In the residential field, in Shebelle Enterprises Ltd v Hampstead Garden Suburb Trust [2014] 2 P&CR 6 the issue was whether Hampstead Garden Suburb Trust might breach a covenant for quiet enjoyment in a lease if, acting under a statutory scheme of management, it granted consent for a basement (which, it was alleged, threatened to cause flooding to the lessee’s property). Tom appeared in Pirabakaren v Patel [2006] 1 WLR 3112 (a leading case establishing that a landlord is unable to forfeit a lease of mixed-use premises by peaceable re-entry).  He is regularly instructed on service charge disputes.  And he appeared in Falmouth House Ltd v Rahminzadeh [2008] NPC 17 (with a leader) (a leasehold enfranchisement case about an expert determination under a participation agreement).

Property-related Professional Negligence

Tom has acted in a number of property-related professional negligence disputes. He represented Berkeley Homes in a negligence claim against a right of light surveyor concerning advice given by that surveyor about a substantial development in the City of London; he has acted on claims arising from negligently-drafted overage provisions; and in claims against solicitors arising from a negligent failure to serve valid break notices.

Human Rights (and cases about the interrelation between statutory powers and property rights)

Several of Tom’s cases have raised issues under the European Convention or concerned the interrelation between statutory powers and property rights.

For example, he appeared in Pirabakaran v Patel [2006] 1 WLR 3112 (Article 8 required section 2 of the Protection from Eviction Act 1977 to be interpreted as prohibiting the forfeiture by peaceable re-entry of mixed commercial/residential properties), Baxter v Mannion [2011] 1 WLR 1594 (Article 1 of the First Protocol required the provisions of the Land Registration Act 2002 relating to adverse possession to be interpreted so as to enable a registered proprietor to apply to rectify the register on the ground of mistake if he has lost his land to a supposed squatter who, in fact, was never in possession), Jones v Cleanthi [2007] 1 WLR 1604 (with a leader) (statutory authority as a defence to infringement of an easement), Cusack v Harrow [2013] 1 WLR 2022 (Article 1 of the First Protocol was not infringed by a highway authority obstructing access to the highway) and Shebelle Enterprises Ltd v Hampstead Garden Suburb Trust [2014] 2 P&CR 6 (whether the bona fide exercise of powers under a scheme of management is a defence to an action for breach of the covenant for quiet enjoyment).

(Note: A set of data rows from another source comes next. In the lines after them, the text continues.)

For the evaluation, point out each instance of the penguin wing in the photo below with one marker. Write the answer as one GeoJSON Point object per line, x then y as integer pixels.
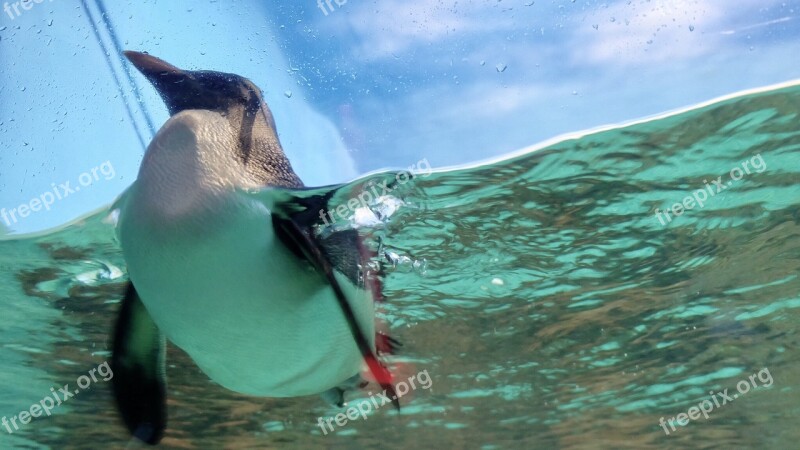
{"type": "Point", "coordinates": [138, 365]}
{"type": "Point", "coordinates": [295, 213]}
{"type": "Point", "coordinates": [299, 238]}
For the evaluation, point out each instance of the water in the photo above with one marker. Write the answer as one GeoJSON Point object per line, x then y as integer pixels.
{"type": "Point", "coordinates": [548, 303]}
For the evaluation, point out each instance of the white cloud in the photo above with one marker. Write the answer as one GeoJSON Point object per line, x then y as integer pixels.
{"type": "Point", "coordinates": [660, 31]}
{"type": "Point", "coordinates": [386, 27]}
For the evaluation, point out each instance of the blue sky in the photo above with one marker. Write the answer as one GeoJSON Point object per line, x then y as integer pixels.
{"type": "Point", "coordinates": [369, 84]}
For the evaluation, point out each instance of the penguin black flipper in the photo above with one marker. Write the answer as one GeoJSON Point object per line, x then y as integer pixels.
{"type": "Point", "coordinates": [138, 365]}
{"type": "Point", "coordinates": [299, 239]}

As the author of the leading practitioner book on property notices, Tom is regularly instructed in cases relating to the validly of notices. He appeared in Tadema Holdings v Ferguson [2000] 32 HLR 866 (service on someone who is mentally incapable of understanding the notice), Lancecrest Ltd v Asiwaju [2005] 1 EGLR 40 (subsequent conduct inadmissible for the purposes of interpreting a notice), MW Trustees v Telular [2011] L&TR 19 (Ch) (waiver by landlord of defective service) and Freetown v Assethold [2013] 1 WLR 701 (statutory provisions permitting the service of notices and other documents by post).


Tom graduated from New College, Oxford in 1992 with a First-Class Honours degree in Politics, Philosophy and Economics. He taught economics for a year at Winchester College before studying law at City University. Tom was awarded scholarships by New College, City University and the Inner Temple.